I hadn’t realised that it was based on Cervantes. There’s an authenticity about the Spanish setting that’s created simply by Niki Turner’s costumes and Paul Englishby’s music. It has a passionate Andalusian feel and is staged with great pace.  Cardenio’s delay in obtaining his father’s approval to marry Luscinda means the Duke’s youngest son Fernando makes a move on her (but only after he’s slept with – raped? –  farmer’s daughter Dorotea). Thinking Luscinda has betrayed him, Cardenio disappears into the mountains for his King Lear moment. Fortunately, Dorotea searches for and finds him in order to pursue her claim against Fernando based on the fact that their sexual congress constitutes marriage and his marriage to Luscina is therefore invalid. It’s a good story and I’m now more disposed to believe Shakespeare was involved.

Oliver Rix makes an impressive professional debut as Cardenio.
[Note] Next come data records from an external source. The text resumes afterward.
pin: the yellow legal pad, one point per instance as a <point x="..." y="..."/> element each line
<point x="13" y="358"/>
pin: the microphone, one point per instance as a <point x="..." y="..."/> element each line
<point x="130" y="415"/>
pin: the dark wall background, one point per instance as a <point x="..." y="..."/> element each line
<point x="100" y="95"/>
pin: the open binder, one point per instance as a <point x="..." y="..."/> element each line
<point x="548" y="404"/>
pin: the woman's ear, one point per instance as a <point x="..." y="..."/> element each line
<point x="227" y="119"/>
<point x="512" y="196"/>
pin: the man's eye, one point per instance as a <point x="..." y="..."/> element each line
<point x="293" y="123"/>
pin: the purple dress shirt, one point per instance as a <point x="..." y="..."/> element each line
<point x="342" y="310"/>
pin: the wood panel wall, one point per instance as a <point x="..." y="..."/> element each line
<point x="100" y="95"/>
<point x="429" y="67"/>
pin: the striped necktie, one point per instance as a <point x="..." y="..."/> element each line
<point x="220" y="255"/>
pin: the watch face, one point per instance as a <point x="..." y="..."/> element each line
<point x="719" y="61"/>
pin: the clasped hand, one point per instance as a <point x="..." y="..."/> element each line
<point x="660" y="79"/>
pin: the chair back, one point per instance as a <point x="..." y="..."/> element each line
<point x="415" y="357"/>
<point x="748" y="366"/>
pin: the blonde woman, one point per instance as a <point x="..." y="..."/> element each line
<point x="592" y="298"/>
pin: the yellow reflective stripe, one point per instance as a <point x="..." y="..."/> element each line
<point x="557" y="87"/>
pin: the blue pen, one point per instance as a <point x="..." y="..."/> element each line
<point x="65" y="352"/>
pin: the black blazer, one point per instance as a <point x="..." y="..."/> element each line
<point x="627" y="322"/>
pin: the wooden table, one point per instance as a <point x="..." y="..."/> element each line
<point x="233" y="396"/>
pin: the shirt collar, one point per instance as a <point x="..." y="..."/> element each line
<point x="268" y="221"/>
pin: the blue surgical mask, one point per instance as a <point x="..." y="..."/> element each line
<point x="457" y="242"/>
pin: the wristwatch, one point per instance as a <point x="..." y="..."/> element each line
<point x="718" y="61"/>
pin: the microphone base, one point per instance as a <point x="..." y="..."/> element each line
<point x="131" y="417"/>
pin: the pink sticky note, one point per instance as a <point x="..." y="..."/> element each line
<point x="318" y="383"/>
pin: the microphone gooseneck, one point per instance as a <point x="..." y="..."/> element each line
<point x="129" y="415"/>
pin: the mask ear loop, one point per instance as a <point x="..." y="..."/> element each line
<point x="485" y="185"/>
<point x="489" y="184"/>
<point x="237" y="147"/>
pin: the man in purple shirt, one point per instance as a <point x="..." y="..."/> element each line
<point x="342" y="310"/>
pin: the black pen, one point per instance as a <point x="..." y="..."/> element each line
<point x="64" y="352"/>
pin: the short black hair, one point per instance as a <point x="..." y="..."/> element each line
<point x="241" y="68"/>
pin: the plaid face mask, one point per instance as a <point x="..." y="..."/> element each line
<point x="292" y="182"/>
It’s easy to dislike Fernando as played oilily by an excellent Alex Hassell. Both Lucy Briggs-Owen and Pippa Nixon impress as the girls, as do a trio of dad’s – Nicholas Day and Christopher’s Ettridge and Godwin. The Swan is the perfect intimate space for this play; on this occasion with the bonus of fireworks and a superb coup de theatre involving a coffin!

Whether it is or it isn’t, it’s well worth seeing for what it is – a very good pay well staged and performed.